O caminho da Fê em direção a uma alimentação mais consciente e responsável começou há 15 anos e nunca parou: está em constante evolução. “A partir do momento que eu tomei essa decisão racional de não comer animais eu tive que aprender o que eu ia comer. Não tinha a menor ideia e foram anos de aprendizado”. E essa decisão tão pensada por ela tem muito embasamento: estamos falando de um consumo excessivo de água, efeito estufa, desmatamento desenfreado e uso exagerado de recursos que poderiam ser usados na nossa alimentação de uma forma muito mais eficiente(enquanto uma vaca precisa de 10 a 15 quilos de cereais para fornecer 1 quilo de proteína, por exemplo, poderíamos facilmente nos alimentar muito mais pessoas diretamente destes grãos). Movimentos como Segunda Sem Carne estão aí pra nos mostrar que todos tem espaço nessa jornada e não é preciso radicalismo pra evoluir. Pouco a pouco, podemos mudar e impactar positivamente nosso meio.

 

Inspiração

É fato que olhar pra todos os aspectos da cadeia sempre exige muito questionamento e é comum perder a força de vontade em fazer melhor de vez em quando. Sentir que estamos controlando cada mini movimento das nossas vidas pode ser cansativo porque algumas respostas não são tão óbvias: “às vezes a opção vegana tá embalada em plástico e a outra não. Aí eu me pergunto: o que é melhor?”
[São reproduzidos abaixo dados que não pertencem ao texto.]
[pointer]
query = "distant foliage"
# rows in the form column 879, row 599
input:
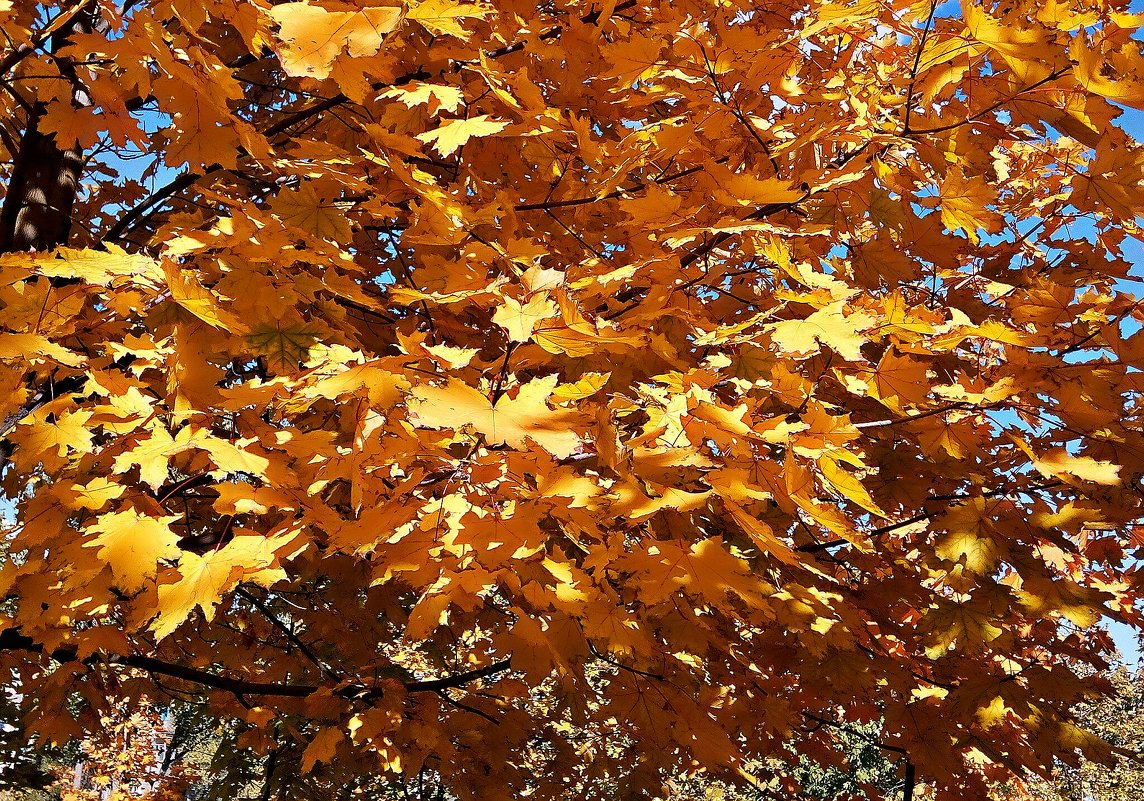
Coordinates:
column 562, row 399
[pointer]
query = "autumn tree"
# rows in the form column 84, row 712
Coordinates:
column 559, row 398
Reflexões fazem parte do processo e só aprendemos quando estamos dispostos a entrar neste caminho – que tem muito mais altos que baixos, acredite; o que não podemos fazer é desistir dele. E fato é que a gente nem precisa sair do Instagram pra isso. Indicamos alguns perfis que vão mudar sua relação com escolhas mais conscientes:

A@luizavoll, também nossa convidada aqui no Vida de Avocado, reflete sobre questões cotidianas e pessoais no mundo da alimentação, aprendizado, política e tudo que nos afeta como seres humanos no ambiente digital. O que acredita como pessoa e sua relação com a internet virou trabalho na @contente.vc, que tem iniciativas como o @instamission e o movimento #ainternetqueagentequer

A@chefthaisrahal, se formou no Natural Gourmet Institute em Nova Iorque e fala diariamente sobre veganismo, alimentação saudável e sua própria mudança de vida recente por um caminho profissional com muito mais propósito.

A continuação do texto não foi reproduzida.